И вот тогда-то на арене и появился Триер, верхом на апокалиптической эстетике, с полными карманами нацистских символов. Лысый, самовлюбленный, склонный к инсценировкам и всерьез настроенный внести посильный вклад в спасение мира.
В дополнительных материалах на диске с фильмом можно увидеть молодого, еще с мальчишескими чертами, Ларса фон Триера, который сидит в наглухо застегнутой бежевой рубашке, сложив руки на груди, и рассказывает, о чем это все. С той же тонкой мимикой, что и сегодня, с тем же ироническим выражением в глазах, с той же безупречной дикцией и характерными, едва заметными покачиваниями головы. «Я считаю своей задачей показывать то, что обычно не решаются показывать по разным моральным причинам. Очень важно, чтобы все существующее было описано, – говорит молодой человек и добавляет: – Даже эстетическое описание конца света нельзя скрывать, потому что оно продумано, сделано, оно существует, а все, что существует, должно быть показано».
В начале восьмидесятых слово «эстетика» если и применялось, то всегда с осторожностью. Многие считали, что увлекаться формой, позабыв о содержании, как минимум опасно, а может и вообще реакционно или еще чего похуже, вспомнить только, куда это завело нацистов. Кроме того, мотивы молодого режиссера, не скрывавшего своей подозрительной слабости по отношению к нацисткой символике, тоже внушали некоторые опасения.
– Я думаю, что большинство представителей моего поколения разделяло мою точку зрения, – говорит Ким Скотте. – Мы были восхищены тем, как свежо и по-новому смотрелся фильм, но в то же время нам внушали идеологическое беспокойство все эти брутальные лысые мужчины в майках и подтяжках. Это была бесспорно величественная и новаторская эстетика, но она использовала идеи, от которых многим было слегка не по себе.
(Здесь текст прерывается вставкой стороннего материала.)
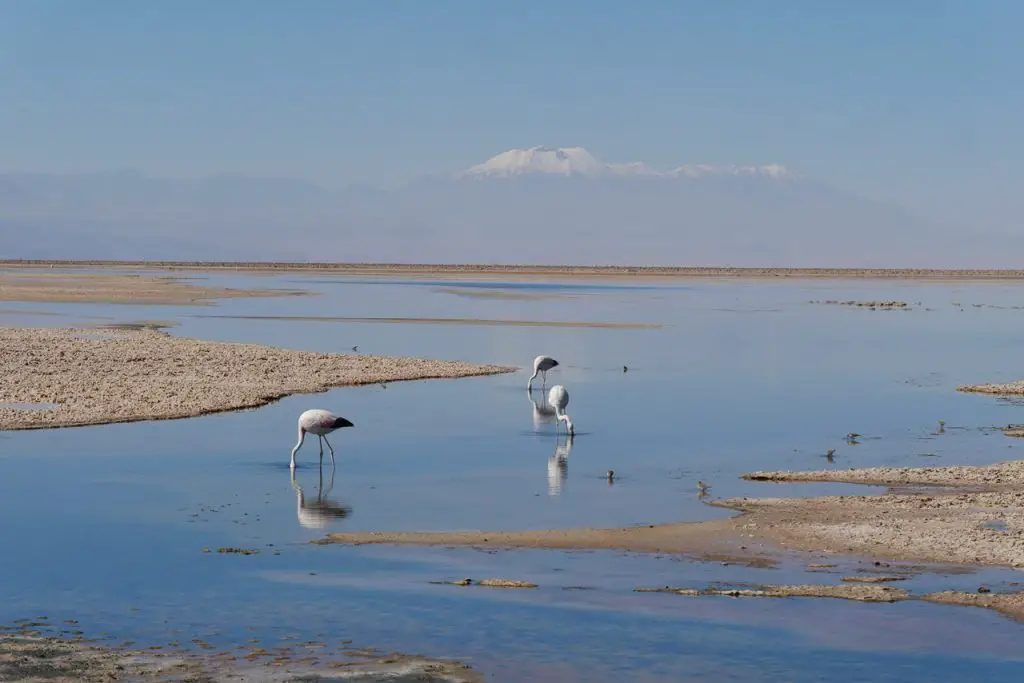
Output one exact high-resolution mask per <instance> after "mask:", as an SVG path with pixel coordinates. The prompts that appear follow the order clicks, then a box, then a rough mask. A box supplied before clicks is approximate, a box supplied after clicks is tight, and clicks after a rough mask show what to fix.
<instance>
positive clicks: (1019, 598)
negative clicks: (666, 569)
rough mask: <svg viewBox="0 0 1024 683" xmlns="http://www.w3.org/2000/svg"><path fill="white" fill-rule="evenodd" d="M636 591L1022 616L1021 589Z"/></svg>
mask: <svg viewBox="0 0 1024 683" xmlns="http://www.w3.org/2000/svg"><path fill="white" fill-rule="evenodd" d="M634 590H635V591H636V592H637V593H671V594H674V595H681V596H685V597H708V596H724V597H730V598H837V599H841V600H855V601H858V602H902V601H904V600H920V601H924V602H934V603H937V604H945V605H961V606H966V607H985V608H987V609H992V610H995V611H997V612H1000V613H1002V614H1006V615H1007V616H1011V617H1013V618H1015V620H1024V592H1021V591H1015V592H1010V593H968V592H966V591H939V592H935V593H922V594H918V595H915V594H913V593H910V592H909V591H907V590H904V589H901V588H894V587H891V586H871V585H866V586H865V585H859V586H851V585H849V584H847V585H842V584H841V585H833V584H800V585H790V586H787V585H767V584H766V585H759V586H753V587H751V586H736V587H724V588H723V587H720V586H713V587H708V588H699V589H698V588H679V587H672V586H665V587H658V588H644V587H640V588H637V589H634Z"/></svg>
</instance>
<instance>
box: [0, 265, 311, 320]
mask: <svg viewBox="0 0 1024 683" xmlns="http://www.w3.org/2000/svg"><path fill="white" fill-rule="evenodd" d="M307 294H308V293H307V292H304V291H302V290H278V289H260V290H240V289H231V288H224V287H205V286H200V285H194V284H190V283H188V282H186V281H185V280H184V279H181V278H174V276H166V275H165V276H154V275H139V274H134V273H68V272H53V271H52V270H49V269H47V270H46V272H31V271H29V270H26V271H24V272H10V271H8V272H3V271H0V301H37V302H40V301H45V302H50V303H130V304H150V305H209V303H210V302H211V301H213V300H214V299H225V298H242V297H281V296H303V295H307ZM15 312H16V311H15Z"/></svg>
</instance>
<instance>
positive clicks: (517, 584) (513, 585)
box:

Сам Ларс фон Триер вспоминает, что в Дании фильм получил сдержанный прием – только газета «Б.Т.» оценила его в шесть звездочек. Зато мир за пределами Дании наконец всерьез обратил внимание на молодого Триера, когда «Элемент преступления» стал первым с незапамятных времен датским фильмом, отобранным для участия в конкурсном показе Каннского фестиваля.
Премьеру фильма предстояло пережить заново, однако на сей раз цирк «Триер» отправился на юг в полном составе, вместе с Томасом Гисласоном, Томом Эллингом, Нильсом Верселем и намерением устроить полномасштабное представление. Версель обрил всю компанию наголо и расшил их костюмы таблетками от головной боли. Все они носили кепки козырьком назад. И по мере того, как внимание общественности к фильму все росло, в фундаменте их дружбы, заложенном еще в институте, появились первые трещины, потому что, пока Гисласон и Эллинг оставались в тени, Триер все охотнее выходил на первый план. И сегодня он нехотя признает, что тогдашнее его поведение было задумано как часть мифотворчества.
– Да, да, – отбивается поначалу. – Было ужасно смешно вести себя, как козел.